My co-workers and I traipsed to the stairwell and slogged down ten flights of stairs. The stairwell wasn’t crowded: no one seemed to be emerging from any of the other floors. When we reached the ground level we stood on the sidewalk comparing notes: who had taken the stairs, who had left early, who was still missing. The elevators, it turned out, were still working, and the Powers That Be descended to earth without the legwork required of the rest of us mere mortals. We quickly determined that our floor was the only one on which an alarm had sounded- which explained the empty stairwell- and that the alarm wasn’t just a drill- which explained the arrival of a fire truck complete with lights and sirens.
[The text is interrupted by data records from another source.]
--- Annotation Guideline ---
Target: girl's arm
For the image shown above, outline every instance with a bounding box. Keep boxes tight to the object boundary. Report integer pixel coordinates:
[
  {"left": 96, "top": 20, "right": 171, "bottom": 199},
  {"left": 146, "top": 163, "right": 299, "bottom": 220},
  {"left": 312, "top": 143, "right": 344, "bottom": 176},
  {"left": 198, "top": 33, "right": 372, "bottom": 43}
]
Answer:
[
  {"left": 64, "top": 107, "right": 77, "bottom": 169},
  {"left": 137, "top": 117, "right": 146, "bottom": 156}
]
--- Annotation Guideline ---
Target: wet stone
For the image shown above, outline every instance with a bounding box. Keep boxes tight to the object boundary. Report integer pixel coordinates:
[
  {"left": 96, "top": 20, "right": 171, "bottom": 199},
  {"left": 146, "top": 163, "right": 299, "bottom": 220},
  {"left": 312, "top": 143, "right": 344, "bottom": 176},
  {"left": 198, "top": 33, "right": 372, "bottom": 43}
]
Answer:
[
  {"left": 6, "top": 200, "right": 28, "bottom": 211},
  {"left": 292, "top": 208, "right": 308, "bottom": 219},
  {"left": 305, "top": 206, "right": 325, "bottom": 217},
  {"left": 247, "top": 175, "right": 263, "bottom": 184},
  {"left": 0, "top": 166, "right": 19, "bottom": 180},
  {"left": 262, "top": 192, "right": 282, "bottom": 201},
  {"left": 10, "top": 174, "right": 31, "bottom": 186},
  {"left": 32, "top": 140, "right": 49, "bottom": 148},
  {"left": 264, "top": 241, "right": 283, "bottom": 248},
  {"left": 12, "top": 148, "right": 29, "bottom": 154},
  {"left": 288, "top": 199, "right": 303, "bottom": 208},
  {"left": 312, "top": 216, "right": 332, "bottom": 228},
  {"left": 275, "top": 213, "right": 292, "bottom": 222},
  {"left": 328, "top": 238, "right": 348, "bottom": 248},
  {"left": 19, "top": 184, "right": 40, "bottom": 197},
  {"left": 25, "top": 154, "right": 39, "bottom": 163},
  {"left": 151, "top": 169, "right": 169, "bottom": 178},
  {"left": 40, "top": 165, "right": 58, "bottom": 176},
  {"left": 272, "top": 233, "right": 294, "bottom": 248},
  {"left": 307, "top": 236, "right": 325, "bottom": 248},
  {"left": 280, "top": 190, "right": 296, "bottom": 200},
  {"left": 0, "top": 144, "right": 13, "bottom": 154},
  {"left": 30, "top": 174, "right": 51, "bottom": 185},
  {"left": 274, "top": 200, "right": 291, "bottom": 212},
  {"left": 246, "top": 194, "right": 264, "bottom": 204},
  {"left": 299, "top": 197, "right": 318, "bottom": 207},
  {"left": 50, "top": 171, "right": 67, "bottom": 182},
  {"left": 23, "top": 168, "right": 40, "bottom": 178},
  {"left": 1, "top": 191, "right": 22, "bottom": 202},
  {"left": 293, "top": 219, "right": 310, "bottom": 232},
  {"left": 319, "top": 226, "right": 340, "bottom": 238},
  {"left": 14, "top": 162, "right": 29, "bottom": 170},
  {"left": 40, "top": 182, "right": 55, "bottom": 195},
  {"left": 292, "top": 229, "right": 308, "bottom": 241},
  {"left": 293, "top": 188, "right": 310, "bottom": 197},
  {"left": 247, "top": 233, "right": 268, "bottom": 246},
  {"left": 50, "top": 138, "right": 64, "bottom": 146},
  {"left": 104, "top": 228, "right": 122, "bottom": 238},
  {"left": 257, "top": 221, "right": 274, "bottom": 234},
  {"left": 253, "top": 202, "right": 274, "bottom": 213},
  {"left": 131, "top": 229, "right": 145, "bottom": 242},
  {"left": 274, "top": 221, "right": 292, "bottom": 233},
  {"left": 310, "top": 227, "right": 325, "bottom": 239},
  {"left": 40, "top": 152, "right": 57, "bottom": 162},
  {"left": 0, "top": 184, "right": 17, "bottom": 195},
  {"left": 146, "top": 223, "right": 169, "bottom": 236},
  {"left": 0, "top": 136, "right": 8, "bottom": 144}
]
The firefighters emerged and went inside and within fifteen minutes we had an all clear and were able to go back inside with the days excitement behind us. In the end it was all a bit of nothing, but it did get us all on our toes.

Muse’s Share

•June 10, 2019 • Leave a Comment

There was an unknown sized dram of whiskey left in the bottom of the bottle of Writer’s Tears, and I didn’t quite know what to do with it. This particular bottle of Writer’s Tears had been my progress gauge over the course of the past year: each time I completed a chapter of my novel, I would reward myself with a shot of whiskey and mark the new level on the bottle, labeling it with the chapter title and the date of completion. I had recently completed a chapter which seemed likely to be the end of the bottle, but when I poured it out there was still a small half-portion left in the bottom: not quite enough for a chapter, too much to just fudge away.

Oh well, I told myself. I significantly REVISED several chapters- maybe I could count it towards that?

I thought this seemed like a good compromise.

I sat down at my desk and poured the dregs of the bottle into the traditional glass: a souvenir shot glass from a Glaswegian friend emblazoned with the Scottish flash. It amounted to about tree quarters of an ounce, and I set it aside, determined that I was going to take my time and really enjoy it.

And then I got distracted and forgot about it and closed up my office leaving it beside my laptop, untouched.

The next morning, half of it was gone. Evaporated, I assumed- the weather had peaked into three digits in the late afternoon, and the room was still warm. The Angel’s Share. I told myself: the poetic nickname for portion of whiskey lost to evaporation during the aging process.

Maybe this was a hint. I thought. Muses like to celebrate too, you know.

Maybe this last little dram was meant to be the Muse’s share: an acknowledgement of their unseen influence which had made these chapters possible in the first place.

I took a moment to concentrate on my gratitude towards them: the whispering voices that had guided me for so long. I raised the glass to them, then I left it on the desk untasted and closed up the office to head to work hoping that they would continue to favor me as I completed the final chapters.